Entropy, Evolutionary Computation and Living Systems

Abstract 🔗

This article explores how entropy underlies evolution and the emergence of complex systems, from cells to society and relations to technology. It examines why non-biological systems can appear “living” and argues that understanding these dynamics clarifies how order, adaptation, and self-sustaining behavior arise across scales.

Introduction 🔗

Entropy 🔗

Entropy is the tendency of energy in the universe toward disorder. A water’s surface looks still; the energy is spread evenly, but beneath, the water molecules are in constant, random motion.

Local systems, humans and cells generate relative order by exporting entropy elsewhere through energy expenditure. Since entropy governs energy, it affects all systems governed by energy: chemical, biological, social, and economic.

Evolution and Evolutionary Computation 🔗

The Darwinian concept of evolution or natural selection refers to how organisms are evaluated for fitness to an environment across time. Reasoning from how entropy affects local systems, the underlying principle for evolution is entropy.

Moving from organism to smaller scales, we can think of a the tissue in the human heart. With every heartbeat, numerous cells perform specialized functions which are determined by (macromolecular) signals each cell receives and sends. A protein (biomolecule) travels, communicates and its very structure is maintained by the chemical interactions. Note how easily the animistic terms travels and communicates can be used to liken biochemical to living organisms.

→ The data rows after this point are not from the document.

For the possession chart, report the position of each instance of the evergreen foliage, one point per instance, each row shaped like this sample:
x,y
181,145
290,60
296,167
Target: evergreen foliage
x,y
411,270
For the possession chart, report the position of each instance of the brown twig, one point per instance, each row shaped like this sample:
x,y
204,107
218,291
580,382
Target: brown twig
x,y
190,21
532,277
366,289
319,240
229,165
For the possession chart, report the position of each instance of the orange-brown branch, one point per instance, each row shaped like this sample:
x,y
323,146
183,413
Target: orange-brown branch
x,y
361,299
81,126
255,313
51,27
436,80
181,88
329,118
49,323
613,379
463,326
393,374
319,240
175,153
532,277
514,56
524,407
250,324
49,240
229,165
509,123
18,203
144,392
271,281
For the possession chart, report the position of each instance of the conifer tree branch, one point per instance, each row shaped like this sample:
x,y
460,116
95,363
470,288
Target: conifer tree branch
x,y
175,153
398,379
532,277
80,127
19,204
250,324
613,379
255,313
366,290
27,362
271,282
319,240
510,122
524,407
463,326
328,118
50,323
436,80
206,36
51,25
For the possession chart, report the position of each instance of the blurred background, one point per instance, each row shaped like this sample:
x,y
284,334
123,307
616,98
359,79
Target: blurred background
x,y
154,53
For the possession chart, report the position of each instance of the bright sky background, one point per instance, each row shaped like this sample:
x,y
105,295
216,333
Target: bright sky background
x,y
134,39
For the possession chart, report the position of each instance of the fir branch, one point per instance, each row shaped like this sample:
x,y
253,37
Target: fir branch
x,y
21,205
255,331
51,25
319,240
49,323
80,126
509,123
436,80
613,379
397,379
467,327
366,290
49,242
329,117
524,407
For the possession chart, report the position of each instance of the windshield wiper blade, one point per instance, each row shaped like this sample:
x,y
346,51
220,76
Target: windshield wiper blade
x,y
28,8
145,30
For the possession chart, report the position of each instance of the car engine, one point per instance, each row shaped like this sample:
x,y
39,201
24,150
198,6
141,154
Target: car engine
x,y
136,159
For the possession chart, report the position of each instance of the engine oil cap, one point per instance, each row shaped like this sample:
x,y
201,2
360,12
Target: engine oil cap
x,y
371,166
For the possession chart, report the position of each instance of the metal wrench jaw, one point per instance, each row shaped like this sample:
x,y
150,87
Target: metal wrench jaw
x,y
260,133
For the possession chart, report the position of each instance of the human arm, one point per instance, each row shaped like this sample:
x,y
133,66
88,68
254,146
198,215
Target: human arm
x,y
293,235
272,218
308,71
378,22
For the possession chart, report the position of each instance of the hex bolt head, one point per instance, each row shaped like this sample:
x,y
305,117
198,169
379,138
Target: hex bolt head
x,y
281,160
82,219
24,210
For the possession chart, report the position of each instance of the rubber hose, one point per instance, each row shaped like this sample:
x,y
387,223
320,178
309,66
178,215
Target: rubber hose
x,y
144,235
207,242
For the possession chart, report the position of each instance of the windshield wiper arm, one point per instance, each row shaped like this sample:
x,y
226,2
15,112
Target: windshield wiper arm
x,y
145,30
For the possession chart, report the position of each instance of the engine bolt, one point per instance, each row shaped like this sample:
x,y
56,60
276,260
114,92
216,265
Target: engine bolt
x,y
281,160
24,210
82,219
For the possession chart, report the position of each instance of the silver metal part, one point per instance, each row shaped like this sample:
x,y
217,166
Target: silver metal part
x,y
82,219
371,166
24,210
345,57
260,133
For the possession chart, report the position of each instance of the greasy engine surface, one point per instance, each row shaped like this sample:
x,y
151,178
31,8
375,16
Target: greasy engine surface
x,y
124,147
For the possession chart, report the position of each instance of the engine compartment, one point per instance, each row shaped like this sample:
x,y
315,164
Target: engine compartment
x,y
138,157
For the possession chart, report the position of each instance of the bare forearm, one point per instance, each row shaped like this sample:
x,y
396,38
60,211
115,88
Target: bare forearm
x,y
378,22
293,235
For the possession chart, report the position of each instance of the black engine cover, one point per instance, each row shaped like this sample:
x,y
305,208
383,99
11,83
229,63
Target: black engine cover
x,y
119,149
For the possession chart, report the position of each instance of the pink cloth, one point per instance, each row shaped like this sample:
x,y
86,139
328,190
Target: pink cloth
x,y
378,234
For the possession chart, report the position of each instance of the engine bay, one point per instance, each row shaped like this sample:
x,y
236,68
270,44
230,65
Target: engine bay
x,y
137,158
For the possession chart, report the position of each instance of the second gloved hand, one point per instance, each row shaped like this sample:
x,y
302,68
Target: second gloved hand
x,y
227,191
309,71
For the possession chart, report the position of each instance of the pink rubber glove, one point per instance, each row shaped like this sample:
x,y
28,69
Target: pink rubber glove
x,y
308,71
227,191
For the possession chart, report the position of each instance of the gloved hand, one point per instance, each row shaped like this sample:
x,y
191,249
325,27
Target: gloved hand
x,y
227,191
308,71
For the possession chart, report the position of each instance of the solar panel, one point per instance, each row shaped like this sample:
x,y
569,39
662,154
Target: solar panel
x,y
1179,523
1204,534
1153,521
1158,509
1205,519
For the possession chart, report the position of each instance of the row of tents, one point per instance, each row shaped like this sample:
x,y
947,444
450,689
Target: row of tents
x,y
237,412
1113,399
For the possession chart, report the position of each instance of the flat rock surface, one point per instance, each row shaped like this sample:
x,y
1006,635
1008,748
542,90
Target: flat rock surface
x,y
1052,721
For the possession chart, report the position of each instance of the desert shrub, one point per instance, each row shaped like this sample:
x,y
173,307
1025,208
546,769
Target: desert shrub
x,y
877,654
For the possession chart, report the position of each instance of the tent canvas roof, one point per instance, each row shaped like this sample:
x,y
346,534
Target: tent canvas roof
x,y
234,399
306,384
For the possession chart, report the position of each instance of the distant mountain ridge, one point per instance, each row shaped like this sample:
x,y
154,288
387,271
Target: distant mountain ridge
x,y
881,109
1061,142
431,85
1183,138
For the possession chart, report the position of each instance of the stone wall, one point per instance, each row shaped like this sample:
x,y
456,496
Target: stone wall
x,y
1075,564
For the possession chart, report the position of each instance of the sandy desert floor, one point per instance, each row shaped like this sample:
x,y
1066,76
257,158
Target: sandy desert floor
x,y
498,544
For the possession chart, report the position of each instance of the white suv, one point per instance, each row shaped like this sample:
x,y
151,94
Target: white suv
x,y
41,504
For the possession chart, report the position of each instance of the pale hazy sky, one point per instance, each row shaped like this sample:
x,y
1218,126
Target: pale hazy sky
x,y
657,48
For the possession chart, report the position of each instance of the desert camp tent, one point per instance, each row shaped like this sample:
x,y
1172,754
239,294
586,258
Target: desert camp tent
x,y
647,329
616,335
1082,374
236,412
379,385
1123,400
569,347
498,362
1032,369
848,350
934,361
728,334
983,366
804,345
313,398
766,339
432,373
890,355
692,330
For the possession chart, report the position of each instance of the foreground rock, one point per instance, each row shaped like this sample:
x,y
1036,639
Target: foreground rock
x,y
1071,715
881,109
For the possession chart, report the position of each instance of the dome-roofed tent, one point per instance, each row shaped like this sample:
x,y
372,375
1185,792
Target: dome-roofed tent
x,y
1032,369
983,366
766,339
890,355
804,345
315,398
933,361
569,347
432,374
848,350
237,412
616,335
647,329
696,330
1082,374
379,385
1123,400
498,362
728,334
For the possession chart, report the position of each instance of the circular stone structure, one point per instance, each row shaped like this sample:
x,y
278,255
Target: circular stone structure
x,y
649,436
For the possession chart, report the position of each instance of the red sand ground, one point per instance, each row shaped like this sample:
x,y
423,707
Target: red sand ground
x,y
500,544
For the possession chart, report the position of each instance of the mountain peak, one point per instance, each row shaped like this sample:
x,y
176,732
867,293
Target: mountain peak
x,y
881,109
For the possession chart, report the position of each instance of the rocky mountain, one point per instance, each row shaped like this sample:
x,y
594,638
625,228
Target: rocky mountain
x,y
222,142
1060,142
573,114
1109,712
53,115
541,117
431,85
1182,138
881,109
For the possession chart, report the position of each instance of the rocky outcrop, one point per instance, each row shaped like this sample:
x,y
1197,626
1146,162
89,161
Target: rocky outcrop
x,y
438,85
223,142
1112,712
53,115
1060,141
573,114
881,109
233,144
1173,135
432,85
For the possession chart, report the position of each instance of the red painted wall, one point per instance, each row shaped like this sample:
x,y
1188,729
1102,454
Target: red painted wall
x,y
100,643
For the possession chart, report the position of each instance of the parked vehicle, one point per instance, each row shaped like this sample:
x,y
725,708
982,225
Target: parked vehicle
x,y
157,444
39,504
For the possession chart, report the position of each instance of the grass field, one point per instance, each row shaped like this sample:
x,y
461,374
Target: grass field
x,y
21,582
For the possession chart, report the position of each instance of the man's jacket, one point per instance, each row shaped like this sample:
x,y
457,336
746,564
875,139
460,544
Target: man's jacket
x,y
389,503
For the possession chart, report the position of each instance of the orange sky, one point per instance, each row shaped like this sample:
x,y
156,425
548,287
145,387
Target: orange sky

Scaling up from the organism, we have evolutionary computation, the logical result of evolution. If evolution occurs for cells it occurs for organisms, if it does for organisms it does for the systems organisms participate in. It is correct to call social patterns expressed by humans as phenotypes, another genetic concept which denotes functions stemming from a particular gene. In this case it refers to a function from a set of genes. From the previously described concepts it should be clear that evolutionary concepts occurs for subcellular components as well: viruses, molecules, atoms. One might object that atoms should evolve, but that is a matter of semantics.¹

Kaczynski describes the technological system as self-sustaining.² For example, the school system of the Prussian model with its purpose of training specialized workers: children who want (and they want it for evolutionary reasons) to play are forced to sit still in class, and the natural response is diagnosed as ADHD, which is seen as problematic. This can easily be understood as a symbiosis that is negatively affecting humanity. What I want to focus on is how an unliving system very aptly is metaphorically described to “sustain itself.”

Life and Systems 🔗

Turning to the term life, we find that its exact classification is disputed.³ However we are discussion a colloquial understanding of living, and will thus accept the common characteristics attributed to life. These tend to include:

• responses to the environment,
• growth,
• recreation (thus adaption/evolution),
• maintenance of homeostasis (requiring regulation), and
• having a complex chemistry.⁴

The reason a system appears living is because it is governed by the same physical principles as life. Additionally, for systems that exist on larger levels such as the social one, it will relate to living beings. Our technological system does consist of us in part, even if it requires us to live in unnatural ways.

Discussion 🔗

While these are created to describe things on levels from cellular to organism, they all describe biological results of physical principles. Since these principles operate on smaller and larger levels, it’s easy to use the characteristics to describe how the technological system (spontaneously) responds to changes and grows. Of course it lacks consciousness, but that is typically not included in definitions of life. Ultimately, it is a matter of semantics whether or not one calls a system living or not in the biological sense.

The primary reason for writing this is to demystify why unliving things appear to be alive. A recently deceased frog may twitch in response to electricity because enough of its cells and tissue are still intact, and it does appear living at first glance. Yet I want to acknowledge the utility of understanding abstract concepts using familiar concepts as reference.

Another reason is because I believe it to be dangerous to write something off as unliving in the metaphorical sense. Words carry connotations dependent on our frame of reference, and so, by describing a system as unliving, it can instill the idea that it is far more static and controllable than it actually is.

Conclusion 🔗

In conclusion, the energy of the universe tends towards disorder through a dynamic process. This manifest in different forms depending on the scale: chemical interactions, structures of cells, human behavior, and systems humans participate in. The properties of life are general results of this first principle, and it is a matter of semantics to call one thing living and not another. This understanding opens up a framework for understanding will, meaning, and destiny, and perspectives for discussions on topics like technological advancements and transhumanism.